This fixes PR31863, a regression introduced in r276159.
Consider this snippet:
struct FVector;
struct FVector {};
struct FBox {
FVector Min; FBox(int);
};
namespace {
FBox InvalidBoundingBox(0);
}
While parsing the DECL_VAR for 'struct FBox', clang recursively read all the
dep decls until it finds the DECL_CXX_RECORD forward declaration for 'struct
FVector'. Then, it resumes all the way up back to DECL_VAR handling in
ReadDeclRecord, where it checks if isConsumerInterestedIn for the decl.
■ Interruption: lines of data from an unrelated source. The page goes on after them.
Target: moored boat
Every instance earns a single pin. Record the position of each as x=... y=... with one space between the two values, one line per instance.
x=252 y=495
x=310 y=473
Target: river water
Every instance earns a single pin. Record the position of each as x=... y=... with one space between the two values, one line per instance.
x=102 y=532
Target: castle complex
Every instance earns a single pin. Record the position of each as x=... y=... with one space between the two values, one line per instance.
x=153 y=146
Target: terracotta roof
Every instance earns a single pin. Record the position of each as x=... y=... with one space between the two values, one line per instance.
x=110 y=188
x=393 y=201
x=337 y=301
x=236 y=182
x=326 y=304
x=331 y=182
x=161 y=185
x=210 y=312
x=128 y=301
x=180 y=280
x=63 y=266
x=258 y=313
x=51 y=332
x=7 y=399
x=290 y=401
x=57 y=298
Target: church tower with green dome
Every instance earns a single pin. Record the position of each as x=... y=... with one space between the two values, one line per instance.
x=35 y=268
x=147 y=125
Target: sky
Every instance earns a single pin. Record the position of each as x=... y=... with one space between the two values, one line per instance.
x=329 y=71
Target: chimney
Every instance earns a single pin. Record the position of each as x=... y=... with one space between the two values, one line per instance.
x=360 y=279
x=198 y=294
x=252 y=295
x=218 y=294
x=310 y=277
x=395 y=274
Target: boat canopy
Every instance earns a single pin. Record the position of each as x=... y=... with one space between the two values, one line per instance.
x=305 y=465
One of the condition for isConsumerInterestedIn to return false is if the
VarDecl is imported from a module D->getImportedOwningModule(), because it
will get emitted when we import the relevant module. However, before checking
if it comes from a module, clang checks if Ctx.DeclMustBeEmitted(D), which
triggers the emission of 'struct FBox'. Since one of its fields is still
incomplete, it crashes.
Instead, check if D->getImportedOwningModule() is true before calling
Ctx.DeclMustBeEmitted(D).
It's not locally obvious why the order matters. Can you add a comment explaining why you need to check getImportedOwningModule first? It might be worth splitting Ctx.DeclMustBeEmitted into its own; e.g.,
// An ImportDecl or VarDecl imported from a module will get emitted when // we import the relevant module. if ((isa<ImportDecl>(D) || isa<VarDecl>(D)) && D->getImportedOwningModule()) // Only check DeclMustBeEmitted if D has been fully imported, since it may // emit D as a side effect. if (Ctx.DeclMustBeEmitted(D)) return false;but anything that prevents someone from swapping the conditions when they refactor this would be good enough I think.